Tuesday, 21 December 2010

Happy Holidays thanks to OR

At this time of the year many of my colleagues and fellow Dutchmen arrange to go ski in France or in Austria (Swiss is too expensive, you know the Dutch) or fly off to some sunny destination to enjoy the December holidays. Personally I like to stay at home and enjoy being with family and friends. It also allows me to write this blog and enter the December Blog Challenge of INFORMS.

How do Holidays and Operations Research relate? Well, a lot I would say. The obvious examples for this time of year are:

  • Given a (tight) budget which Xmas-presents to buy to maximise joy (Knapsack problem)
  • The shortest route along all the shops you want to go to for Xmas shopping or all the relatives you want to visit (Travelling salesman). Santa's route actually is that of a travelling salesman.
  • Getting all the presents you bought into your car (vehicle load optimisation)
  • Avoid gaining weight during the Xmas holidays, design a healthy Xmas menu (Diet problem)
  • And many more.
Those who don’t stay at home but book a flight, a train, a hotel room or any other holiday accommodation also come across Operations Research. It is used to determine the fee you have to pay for the flight or hotel room you book. It’s called revenue management or yield management. It explains why the person next to you paid a different fee than you and why prices for hotel rooms and flights fluctuated from day to day. The basic principle of revenue management is rather simple, try to maximise revenue given an uncertain demand. Remember selling lemonade as a child outside your house? You had to decide when to try and sell it, (it didn’t work on a rainy day) decide on a reasonable price and when/how to change the price as the day rolled on. Things are no different in selling flights or hotel rooms. There is however more to revenue management than just determine the right price.

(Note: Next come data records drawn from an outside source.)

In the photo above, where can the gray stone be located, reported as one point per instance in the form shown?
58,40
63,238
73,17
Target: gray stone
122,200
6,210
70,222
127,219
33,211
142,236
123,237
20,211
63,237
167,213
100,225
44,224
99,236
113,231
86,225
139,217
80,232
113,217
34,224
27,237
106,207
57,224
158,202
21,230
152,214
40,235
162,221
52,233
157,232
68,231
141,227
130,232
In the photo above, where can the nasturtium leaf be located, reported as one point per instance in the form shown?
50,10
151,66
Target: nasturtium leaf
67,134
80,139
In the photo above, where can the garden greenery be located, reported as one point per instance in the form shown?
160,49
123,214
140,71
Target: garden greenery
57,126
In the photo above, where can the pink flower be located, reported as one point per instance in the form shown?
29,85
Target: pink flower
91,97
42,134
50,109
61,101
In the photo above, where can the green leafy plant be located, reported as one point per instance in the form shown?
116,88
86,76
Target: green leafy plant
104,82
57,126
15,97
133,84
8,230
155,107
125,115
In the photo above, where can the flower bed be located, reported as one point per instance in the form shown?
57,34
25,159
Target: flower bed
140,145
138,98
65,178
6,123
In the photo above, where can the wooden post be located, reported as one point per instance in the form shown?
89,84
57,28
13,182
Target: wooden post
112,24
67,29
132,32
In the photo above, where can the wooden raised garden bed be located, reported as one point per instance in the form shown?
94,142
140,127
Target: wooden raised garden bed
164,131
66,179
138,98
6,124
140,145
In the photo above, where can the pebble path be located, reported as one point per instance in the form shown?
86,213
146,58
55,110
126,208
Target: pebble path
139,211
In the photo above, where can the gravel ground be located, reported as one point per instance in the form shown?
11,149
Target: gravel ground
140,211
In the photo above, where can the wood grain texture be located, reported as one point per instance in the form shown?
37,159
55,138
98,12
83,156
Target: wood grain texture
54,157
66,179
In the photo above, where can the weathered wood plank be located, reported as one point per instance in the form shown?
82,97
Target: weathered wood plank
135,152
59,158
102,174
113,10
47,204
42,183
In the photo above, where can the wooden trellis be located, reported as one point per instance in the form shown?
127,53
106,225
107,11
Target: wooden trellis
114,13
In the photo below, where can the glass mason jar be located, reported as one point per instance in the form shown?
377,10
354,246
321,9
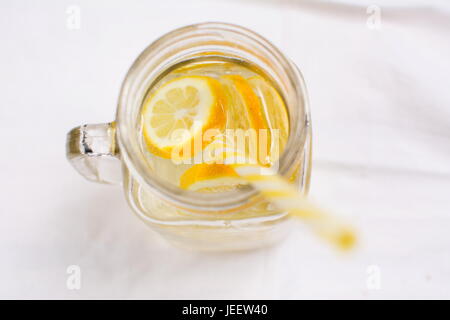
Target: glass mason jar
111,153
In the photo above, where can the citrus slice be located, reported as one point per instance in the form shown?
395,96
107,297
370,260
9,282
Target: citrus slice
244,112
178,113
210,178
275,114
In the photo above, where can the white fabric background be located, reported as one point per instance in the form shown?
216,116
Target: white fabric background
380,105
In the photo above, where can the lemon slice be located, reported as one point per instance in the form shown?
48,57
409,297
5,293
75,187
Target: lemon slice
275,114
210,178
179,112
244,112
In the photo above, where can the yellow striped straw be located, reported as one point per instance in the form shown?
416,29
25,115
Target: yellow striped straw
283,194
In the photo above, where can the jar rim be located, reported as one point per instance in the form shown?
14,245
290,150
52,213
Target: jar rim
190,200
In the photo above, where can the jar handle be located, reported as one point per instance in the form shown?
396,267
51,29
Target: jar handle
92,150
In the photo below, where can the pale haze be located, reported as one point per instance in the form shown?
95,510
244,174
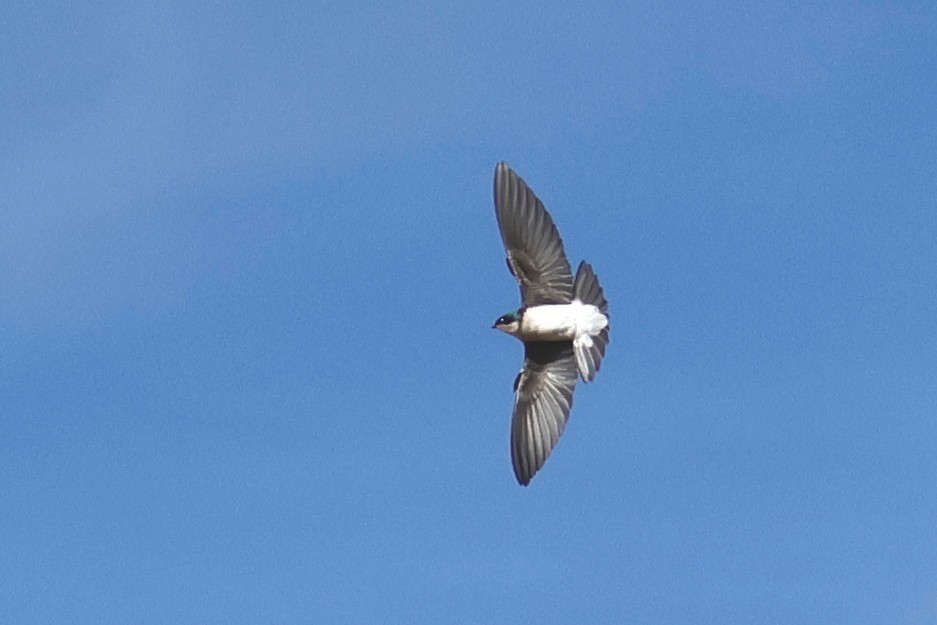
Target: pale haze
249,265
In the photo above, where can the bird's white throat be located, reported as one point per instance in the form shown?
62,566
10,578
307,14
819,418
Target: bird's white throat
557,322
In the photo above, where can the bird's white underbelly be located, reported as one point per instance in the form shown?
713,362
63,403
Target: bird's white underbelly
557,322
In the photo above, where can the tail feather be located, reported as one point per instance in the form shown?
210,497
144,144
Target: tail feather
590,349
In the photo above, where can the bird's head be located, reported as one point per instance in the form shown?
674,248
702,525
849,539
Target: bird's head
509,323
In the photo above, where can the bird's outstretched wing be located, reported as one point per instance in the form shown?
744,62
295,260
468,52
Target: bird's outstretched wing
534,247
543,396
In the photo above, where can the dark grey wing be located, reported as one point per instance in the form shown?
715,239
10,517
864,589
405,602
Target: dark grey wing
534,247
543,396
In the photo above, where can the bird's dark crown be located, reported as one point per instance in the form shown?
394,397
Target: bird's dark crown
509,318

One of my customers is in the travel industry. They offer flights, hotels and holiday accommodations or combinations thereof via the web. It is interesting to see how their planning cycle works and how Operations Research is used to support it. It all starts with having something to sell. Before you can sell, you need to have inventory (How many cans of lemonade to make?). Each year, ahead of the holiday season, it must be decided how many hotel rooms and flight seats are required to fulfil market demands or capture the market potential. This decision can have a lot of impact since, if a too small amount is bought, it is a missed opportunity for increased revenue. However if too much rooms or flights are bought, a lot of the capacity will by left unused leading to uncovered costs. Although deciding on the exact amounts is still a craftsman’s job, a lot can be learned from the past. This is where Operations Research offers a helping hand. Using advanced forecasting methods the capacity managers are able to make good esstimates for the required inventory that is than (together with strategic commercial objectives) input for the sales & booking process.

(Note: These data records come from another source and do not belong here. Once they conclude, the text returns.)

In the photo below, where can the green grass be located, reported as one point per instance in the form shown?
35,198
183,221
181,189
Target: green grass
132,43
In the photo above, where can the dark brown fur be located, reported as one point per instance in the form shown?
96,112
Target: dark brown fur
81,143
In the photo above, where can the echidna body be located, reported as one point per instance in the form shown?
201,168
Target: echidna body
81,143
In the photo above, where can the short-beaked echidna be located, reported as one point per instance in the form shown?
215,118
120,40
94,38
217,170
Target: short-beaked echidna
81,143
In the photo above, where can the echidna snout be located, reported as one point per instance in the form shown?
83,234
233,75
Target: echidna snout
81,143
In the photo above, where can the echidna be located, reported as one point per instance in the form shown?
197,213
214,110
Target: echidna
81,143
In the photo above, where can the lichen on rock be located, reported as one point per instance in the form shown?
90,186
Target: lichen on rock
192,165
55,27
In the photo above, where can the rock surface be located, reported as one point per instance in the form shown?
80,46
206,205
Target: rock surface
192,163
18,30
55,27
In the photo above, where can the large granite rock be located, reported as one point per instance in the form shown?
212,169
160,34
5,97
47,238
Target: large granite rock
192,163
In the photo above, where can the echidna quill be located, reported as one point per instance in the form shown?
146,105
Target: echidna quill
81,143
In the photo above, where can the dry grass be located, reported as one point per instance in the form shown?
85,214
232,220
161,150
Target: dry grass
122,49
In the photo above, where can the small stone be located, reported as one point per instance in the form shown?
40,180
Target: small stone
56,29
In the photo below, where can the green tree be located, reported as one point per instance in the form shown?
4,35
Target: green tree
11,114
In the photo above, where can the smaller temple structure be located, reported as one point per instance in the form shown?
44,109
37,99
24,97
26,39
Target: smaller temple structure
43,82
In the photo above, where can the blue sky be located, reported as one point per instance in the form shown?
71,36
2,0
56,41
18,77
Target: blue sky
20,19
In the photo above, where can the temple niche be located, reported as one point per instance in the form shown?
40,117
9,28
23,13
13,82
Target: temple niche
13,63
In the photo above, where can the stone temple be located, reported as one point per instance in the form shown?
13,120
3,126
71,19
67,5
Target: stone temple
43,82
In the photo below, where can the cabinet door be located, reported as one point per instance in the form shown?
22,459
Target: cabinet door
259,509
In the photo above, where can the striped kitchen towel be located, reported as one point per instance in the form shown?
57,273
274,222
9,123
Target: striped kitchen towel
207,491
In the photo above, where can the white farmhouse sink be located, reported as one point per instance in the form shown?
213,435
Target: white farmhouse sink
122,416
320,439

Given the above, you can imagine that the inventory risk is rather large. Huge amounts of flight seats and hotel rooms need to be bought in advance, which are perishable. If the flight seat, hotel room or accommodation isn’t sold, it expires. Also 95% of the inventory needs to be sold to have a healthy P&L, which leaves not much room to manoeuvre. This is already hard when you are selling just one product. Think about selling 18 million different products! Here is where the Operations Research comes in again. To deal with the complexity and size of the challenge, we developed a specific optimisation model that is incorporated into a revenue management system. The model is used to determine the optimal price for each of the 18 million products. On a daily basis 2-3 million product prices are updated, taking the actual bookings and updated forecasts for future demand into account.

At the introduction of the model, the mindset of the pricing managers was to set prices to sell 100% of the inventory. They achieved high occupation levels, but at the cost of many discounts. With the revenue management model this changed. First they used to model to maximise revenue by making timely price adjustments. Now they are even beyond that, using the model to find new growth opportunities. The revenue management model handles everything so they also can enjoy their holidays as well, thanks to OR. Happy Holidays to you all!